(Blackburn's book) Question regarding a lemma about ultrafilter extension

Question

I am reading the proof of:

Let $\tau$ be a modal similarity type, and M a $\tau$-model. Then, for any formula $\phi$ and any ultrafilter $u$ over $W$, $V (\phi)\in u$ iff $ue(M),u\Vdash \phi$.

$ue(M)$ is the ultrafilter extension of $M$, $V$ is the evaluation which takes a formula and returns the set of worlds that this formula holds.

The first lines of the proof goes as:

The proof of claim is by induction on $\phi$. The basic case is immediate from the definition of $V^{ue}$. The proofs of the boolean cases are straightforward consequences of the defining properties of ultrafilters.

The nagation case is indeed obvious. But I have trouble on disjunction case: I have $V(\phi\lor \psi)=V(\phi)\cup V(\psi)\in u$, and my inductive hypothesis is about $V(\phi),V(\psi)$ individually, so could some one please tell me what is going on here and how to use "consequences of the defining properties of ultrafilters" to prove it?

Also could someone explicitly points out which "consequences of the defining properties of ultrafilters" do we use together with some proof?

Answer 1

Basically, what you're trying to prove is:

Whenever $A\cup B$ is in the ultrafilter $u$, either $A$ is in $u$ or $B$ is in $u$.

Let's recall the definition of "ultrafilter" (this is what's meant by "defining properties"):

• $u$ must contain the whole "base set," and must not contain $\emptyset$.

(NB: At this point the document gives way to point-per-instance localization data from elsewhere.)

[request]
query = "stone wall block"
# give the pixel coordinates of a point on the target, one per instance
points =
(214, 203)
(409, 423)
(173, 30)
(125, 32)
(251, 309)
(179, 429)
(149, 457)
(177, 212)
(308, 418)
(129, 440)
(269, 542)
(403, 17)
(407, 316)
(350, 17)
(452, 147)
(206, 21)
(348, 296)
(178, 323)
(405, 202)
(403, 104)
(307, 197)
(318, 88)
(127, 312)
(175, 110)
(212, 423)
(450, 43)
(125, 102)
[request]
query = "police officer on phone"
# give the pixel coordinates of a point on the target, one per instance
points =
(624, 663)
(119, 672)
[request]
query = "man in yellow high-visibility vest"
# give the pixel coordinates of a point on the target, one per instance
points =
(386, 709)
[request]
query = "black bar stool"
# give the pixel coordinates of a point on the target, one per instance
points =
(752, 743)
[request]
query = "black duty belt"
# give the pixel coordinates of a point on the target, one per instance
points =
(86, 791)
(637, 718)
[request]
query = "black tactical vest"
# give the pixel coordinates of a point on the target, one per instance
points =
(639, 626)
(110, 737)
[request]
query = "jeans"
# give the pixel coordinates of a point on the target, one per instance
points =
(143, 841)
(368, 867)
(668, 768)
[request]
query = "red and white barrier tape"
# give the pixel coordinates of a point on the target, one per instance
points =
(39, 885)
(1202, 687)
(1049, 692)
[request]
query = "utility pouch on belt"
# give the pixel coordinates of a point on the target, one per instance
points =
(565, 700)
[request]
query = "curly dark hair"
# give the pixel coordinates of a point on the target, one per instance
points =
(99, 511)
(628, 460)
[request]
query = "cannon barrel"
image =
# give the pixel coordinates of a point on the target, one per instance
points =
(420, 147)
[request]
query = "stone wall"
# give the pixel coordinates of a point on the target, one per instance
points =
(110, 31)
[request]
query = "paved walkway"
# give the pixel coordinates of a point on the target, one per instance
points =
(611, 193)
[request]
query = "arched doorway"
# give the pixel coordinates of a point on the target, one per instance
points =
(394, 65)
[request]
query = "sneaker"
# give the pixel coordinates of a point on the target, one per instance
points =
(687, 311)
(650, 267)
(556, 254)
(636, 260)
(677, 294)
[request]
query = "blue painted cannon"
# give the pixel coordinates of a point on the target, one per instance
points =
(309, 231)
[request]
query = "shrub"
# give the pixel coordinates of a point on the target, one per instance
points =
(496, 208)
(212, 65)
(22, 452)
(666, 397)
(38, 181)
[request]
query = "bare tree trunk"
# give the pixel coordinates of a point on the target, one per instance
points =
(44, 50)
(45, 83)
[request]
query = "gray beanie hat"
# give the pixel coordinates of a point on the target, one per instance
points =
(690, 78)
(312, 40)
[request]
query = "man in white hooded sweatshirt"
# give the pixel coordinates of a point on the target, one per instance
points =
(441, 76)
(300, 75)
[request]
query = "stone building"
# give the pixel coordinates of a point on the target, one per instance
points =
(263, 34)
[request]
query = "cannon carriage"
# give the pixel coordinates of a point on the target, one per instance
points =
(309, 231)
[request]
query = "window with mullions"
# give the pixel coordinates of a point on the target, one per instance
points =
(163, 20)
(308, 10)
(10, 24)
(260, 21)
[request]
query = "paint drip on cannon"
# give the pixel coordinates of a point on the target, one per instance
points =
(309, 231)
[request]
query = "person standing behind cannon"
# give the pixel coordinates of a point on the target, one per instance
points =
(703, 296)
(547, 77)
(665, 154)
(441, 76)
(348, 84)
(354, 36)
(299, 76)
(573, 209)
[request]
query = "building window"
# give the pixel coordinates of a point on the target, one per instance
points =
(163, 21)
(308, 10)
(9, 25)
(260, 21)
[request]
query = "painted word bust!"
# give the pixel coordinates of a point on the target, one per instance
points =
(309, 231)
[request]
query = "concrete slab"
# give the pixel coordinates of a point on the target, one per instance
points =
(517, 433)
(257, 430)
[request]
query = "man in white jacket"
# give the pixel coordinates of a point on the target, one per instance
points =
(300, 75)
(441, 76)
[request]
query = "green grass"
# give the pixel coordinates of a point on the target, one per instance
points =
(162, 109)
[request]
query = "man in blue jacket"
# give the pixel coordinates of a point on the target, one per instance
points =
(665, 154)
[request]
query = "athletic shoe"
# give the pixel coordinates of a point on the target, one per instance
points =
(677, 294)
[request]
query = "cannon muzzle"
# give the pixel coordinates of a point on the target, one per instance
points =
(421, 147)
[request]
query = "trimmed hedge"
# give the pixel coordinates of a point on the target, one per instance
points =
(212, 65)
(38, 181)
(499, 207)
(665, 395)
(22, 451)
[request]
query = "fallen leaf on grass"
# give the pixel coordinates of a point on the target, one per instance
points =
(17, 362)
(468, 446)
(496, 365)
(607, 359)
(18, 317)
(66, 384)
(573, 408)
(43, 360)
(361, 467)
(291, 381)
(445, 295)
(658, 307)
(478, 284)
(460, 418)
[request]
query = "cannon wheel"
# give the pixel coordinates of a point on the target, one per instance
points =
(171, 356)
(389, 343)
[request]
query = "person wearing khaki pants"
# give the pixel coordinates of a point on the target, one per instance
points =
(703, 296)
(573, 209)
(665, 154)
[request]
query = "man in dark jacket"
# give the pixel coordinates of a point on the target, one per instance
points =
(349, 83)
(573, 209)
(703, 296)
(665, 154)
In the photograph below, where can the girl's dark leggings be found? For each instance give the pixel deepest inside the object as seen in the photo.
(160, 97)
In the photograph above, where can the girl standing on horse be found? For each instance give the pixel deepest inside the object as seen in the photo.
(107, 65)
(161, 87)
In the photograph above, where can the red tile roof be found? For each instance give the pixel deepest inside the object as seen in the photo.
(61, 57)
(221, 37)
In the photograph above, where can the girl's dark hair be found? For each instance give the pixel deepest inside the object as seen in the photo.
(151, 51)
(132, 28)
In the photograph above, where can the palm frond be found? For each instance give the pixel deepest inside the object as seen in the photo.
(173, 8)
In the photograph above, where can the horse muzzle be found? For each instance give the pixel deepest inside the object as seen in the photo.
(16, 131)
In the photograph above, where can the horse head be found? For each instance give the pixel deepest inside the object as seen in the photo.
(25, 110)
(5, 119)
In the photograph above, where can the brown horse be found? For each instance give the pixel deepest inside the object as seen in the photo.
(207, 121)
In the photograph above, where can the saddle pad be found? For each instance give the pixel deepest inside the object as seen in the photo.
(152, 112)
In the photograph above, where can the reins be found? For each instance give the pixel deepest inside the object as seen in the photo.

• If $X\in u$ and $Y\supseteq X$, then $Y\in u$.

• If $X,Y\in u$ then $X\cap Y\in u$.

• For every $X$, either $X$ or its complement is in $u$.

(The first three conditions form the definition of "filter;" the fourth condition gives the "ultra" part. If we add "$u$ contains no singletons," we get the definition of "non-principal, or free, ultrafilter.")

None of these explicitly mention unions of two sets, but that third clause looks intriguing since it also mentions the combination of two sets. It turns out that the key here is to combine that third clause with the fourth clause (one reason to guess that we should do this is that unions and intersections are closely related via complements, and the fourth clause has something to say about complements). Specifically:

Suppose neither $A$ nor $B$ is in the ultrafilter. Can you show that $A\cup B$ is not in the ultrafilter either?

This is the contrapositive of the statement up top, so if you can show this you'll be done.

HINT: Since neither $A$ nor $B$ are in $u$, we know that $\overline{A}$ and $\overline{B}$ are in $u$. Knowing this, what third set can you conclude must be in $u$? How is this related to the set we care about ($A\cup B$)?